Fitch Ratings today downgraded the viability rating (VR) of scam-hit Punjab National Bank to 'b' from 'bb-', and maintained it on rating watch negative (RWN).

Published: 04th June 2018 05:43 PM  |   Last Updated: 05th June 2018 02:19 AM   |  A+A-

The logo of Punjab National Bank is seen outside of a branch of the bank. (Photo | Reuters)

By Express News Service

MUMBAI: In a setback to Punjab National Bank (PNB), Fitch Ratings on Monday downgraded the state-run lender’s viability rating for the second time in two months, besides maintaining a negative rating watch. The move comes weeks after another rating agency Moody’s downgrading PNB’s rating to Ba1/NP from Baa3/P-3.

Fitch, however, has affirmed the bank’s long-term issuer default rating at bbb- and its support rating floor and support rating at bbb- and 2 respectively. “The two-notch downgrade to PNB’s VR is a reflection of the significant deterioration in its standalone credit profile, mainly due to a drop in its core capital ratio that was bigger than our expectation,” it said. Fitch had earlier downgraded the country’s second large public sector lender’s viability rating to bb- from bb in April, following the Nirav Modi fraud.

“The deterioration in its core capitalisation was caused by a sharp increase in its non-performing loans, including the $2.2 billion in fraudulent transactions reported in February 2018, and the related increase in credit costs, which resulted in large losses in the financial year ended March 2018,” Fitch said, adding that the decline highlights the management’s weaker execution and previous underwriting and oversight gaps.
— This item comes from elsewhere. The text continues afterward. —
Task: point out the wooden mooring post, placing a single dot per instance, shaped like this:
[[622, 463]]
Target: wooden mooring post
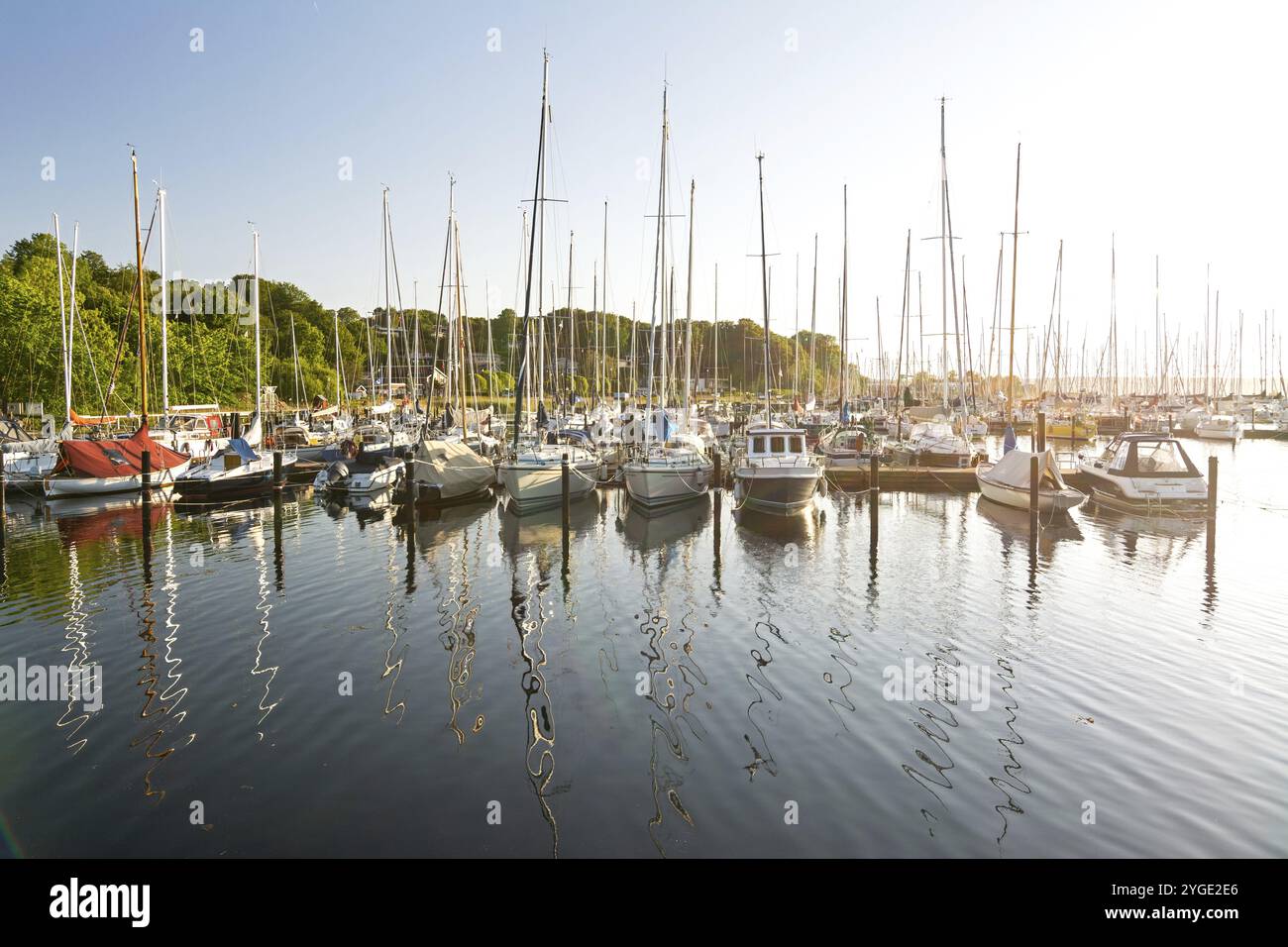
[[1033, 495], [565, 487], [1212, 466]]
It may be noted that PNB reported a net loss of Rs 13,417 crore in the quarter ended March 2018, primarily due to higher provisions for bad loans. The bank also made provisions worth Rs 7,178 crore in the Nirav Modi case. The bank also said it will set aside a similar amount as further provisions this fiscal. The bank’s gross NPA ratio as on March 2018 stood at 18.38 per cent as against 12.11 per cent in the preceding quarter.

Fitch said it maintained a negative rating watch on PNB due to pressures relating to asset quality, earnings and profitability, which will persist at least over the next few quarters.

“Fitch will continue to focus on the bank’s ability to raise a significant portion of its capital needs — independent of the government — to counter pressures on its asset quality and earnings performance, failing which further action could be taken on the bank’s standalone creditworthiness,” it said.